St. Paul Travelers receives federal subpoena
Se Young Lee
June 18, 2005
The St. Paul Travelers Companies Inc., the nation's second-biggest commercial insurer, has been subpoenaed amid an industry-wide investigation into the use of reinsurance transactions that federal prosecutors allege have been used to hide losses.
St. Paul Travelers disclosed the news of the subpoena Friday in routine filings to the Securities and Exchange Commission (SEC), saying it received requests for relevant documents from David Kelley, U.S. attorney for the Southern District of New York. The commission and the New York state attorney's office have initiated similar probes.
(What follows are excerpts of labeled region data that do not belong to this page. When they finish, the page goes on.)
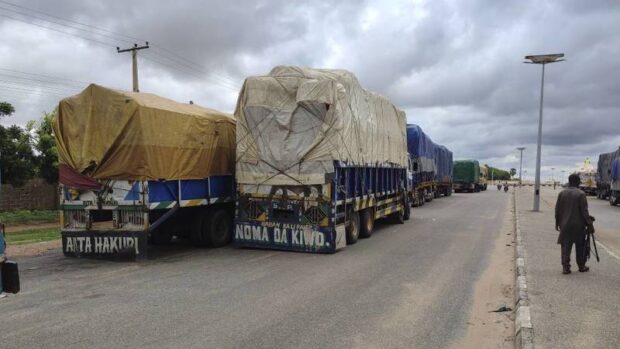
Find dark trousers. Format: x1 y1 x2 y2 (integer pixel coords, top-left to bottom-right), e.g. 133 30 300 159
562 240 586 268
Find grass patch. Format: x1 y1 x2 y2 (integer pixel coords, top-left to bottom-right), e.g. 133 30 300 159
5 228 60 245
0 210 58 225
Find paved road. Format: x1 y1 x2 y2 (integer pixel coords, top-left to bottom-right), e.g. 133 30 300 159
518 188 620 349
542 188 620 256
0 191 510 348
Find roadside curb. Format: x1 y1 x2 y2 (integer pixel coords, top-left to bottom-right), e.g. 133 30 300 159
512 187 534 349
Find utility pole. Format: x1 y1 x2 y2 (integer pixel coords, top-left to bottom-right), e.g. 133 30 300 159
517 147 525 186
116 41 149 92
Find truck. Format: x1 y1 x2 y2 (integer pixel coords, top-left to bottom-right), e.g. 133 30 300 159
435 145 454 197
575 159 597 195
596 147 620 200
407 124 452 206
480 165 489 191
53 84 236 259
233 66 410 253
453 160 482 193
609 157 620 206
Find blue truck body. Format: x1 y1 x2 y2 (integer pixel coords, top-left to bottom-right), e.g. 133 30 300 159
234 161 409 253
234 67 410 253
60 176 235 259
609 156 620 206
407 124 453 206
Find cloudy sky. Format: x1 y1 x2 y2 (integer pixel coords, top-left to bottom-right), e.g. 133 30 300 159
0 0 620 180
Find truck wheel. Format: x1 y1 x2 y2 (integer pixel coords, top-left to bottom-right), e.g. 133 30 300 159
203 209 233 247
189 210 208 247
390 204 405 224
345 211 360 245
360 208 375 238
148 227 173 245
403 200 411 221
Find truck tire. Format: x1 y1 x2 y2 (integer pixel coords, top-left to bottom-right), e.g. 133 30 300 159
345 211 360 245
148 227 173 245
390 204 405 224
189 210 208 247
360 208 375 238
403 200 411 221
203 208 233 247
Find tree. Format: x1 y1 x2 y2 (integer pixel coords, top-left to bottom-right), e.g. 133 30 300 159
0 125 36 187
0 102 15 117
26 110 58 183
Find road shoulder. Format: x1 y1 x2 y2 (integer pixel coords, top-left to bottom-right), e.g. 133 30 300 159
517 188 620 348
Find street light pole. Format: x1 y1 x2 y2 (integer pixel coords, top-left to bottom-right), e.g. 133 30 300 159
517 147 525 186
525 53 564 212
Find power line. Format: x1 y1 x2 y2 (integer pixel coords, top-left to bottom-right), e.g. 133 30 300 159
0 13 114 47
0 80 76 94
0 1 131 42
0 68 90 85
0 71 84 89
0 0 239 91
0 84 67 98
0 0 145 41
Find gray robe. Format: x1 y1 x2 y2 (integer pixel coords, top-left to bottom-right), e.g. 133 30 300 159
555 187 592 244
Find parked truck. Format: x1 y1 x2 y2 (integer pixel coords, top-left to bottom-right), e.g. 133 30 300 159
575 159 597 195
54 84 235 259
454 160 482 193
407 124 452 206
609 157 620 206
234 66 410 253
480 165 489 191
596 148 620 200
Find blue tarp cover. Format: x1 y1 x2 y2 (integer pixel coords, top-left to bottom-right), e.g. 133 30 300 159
611 158 620 181
407 124 452 181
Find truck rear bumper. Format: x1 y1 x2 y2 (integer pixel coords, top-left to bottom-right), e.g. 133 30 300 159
61 230 147 259
234 221 346 253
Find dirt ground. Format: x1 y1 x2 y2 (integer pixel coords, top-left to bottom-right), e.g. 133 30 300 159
4 222 59 233
453 197 515 349
6 239 62 258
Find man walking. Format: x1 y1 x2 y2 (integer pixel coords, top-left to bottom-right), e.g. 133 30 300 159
555 174 594 274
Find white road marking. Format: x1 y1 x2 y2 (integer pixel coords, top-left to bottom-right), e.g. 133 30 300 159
596 241 620 260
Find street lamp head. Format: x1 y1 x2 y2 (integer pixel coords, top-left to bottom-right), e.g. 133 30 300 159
524 53 564 64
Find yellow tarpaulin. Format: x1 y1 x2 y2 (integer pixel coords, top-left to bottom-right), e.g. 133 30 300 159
54 84 235 180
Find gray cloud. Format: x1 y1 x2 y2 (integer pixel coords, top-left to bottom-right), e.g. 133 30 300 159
0 0 620 177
"We are working hard to provide all the information that has been requested," Joan Palm, spokeswoman for the insurer, said Friday.
The subpoena comes after guilty pleas by Richard Napier and John Houldsworth, two former General Re Corp. executives. A statement of facts signed by Napier says American International Group Inc. (AIG), an insurance industry giant, made a deal with General Re to raise AIG's loss reserves by $500 million on paper in 2000 without taking on any real risk.
General Re was paid $5 million in return. AIG admitted earlier this year that its net worth "may have been overestimated" by $1.7 billion through a combination of questionable transactions and accounting practices.
Terry Larkin, an independent insurance consultant in Minnetonka, said insurance companies often try to spread their risks by going to reinsurance companies to protect themselves from losses.
"When the World Trade Center fell down, the public learned that large risks have multiple insurance claims on them," he said. "Insurance companies would rather make a little bit of money and have small risk."
Larkin said that, in the wake of the AIG scandal, prosecutors are investigating whether other insurance companies are engaging in similar practices to mask their losses and hide their risks.
"Many of the regulators have looked at [AIG's] behavior and said, 'I wonder if this is a unique occurrence, or if any of the other companies are doing the same?'" Larkin said.
There have been no allegations made against St. Paul Travelers or the seven other insurers that have disclosed that they were subpoenaed.
"It just appears to be a fishing expedition in the [insurance] industry," Larkin said. "If there ever is a fishing expedition by the regulators, they are going to throw a hook into St. Paul's lily pond."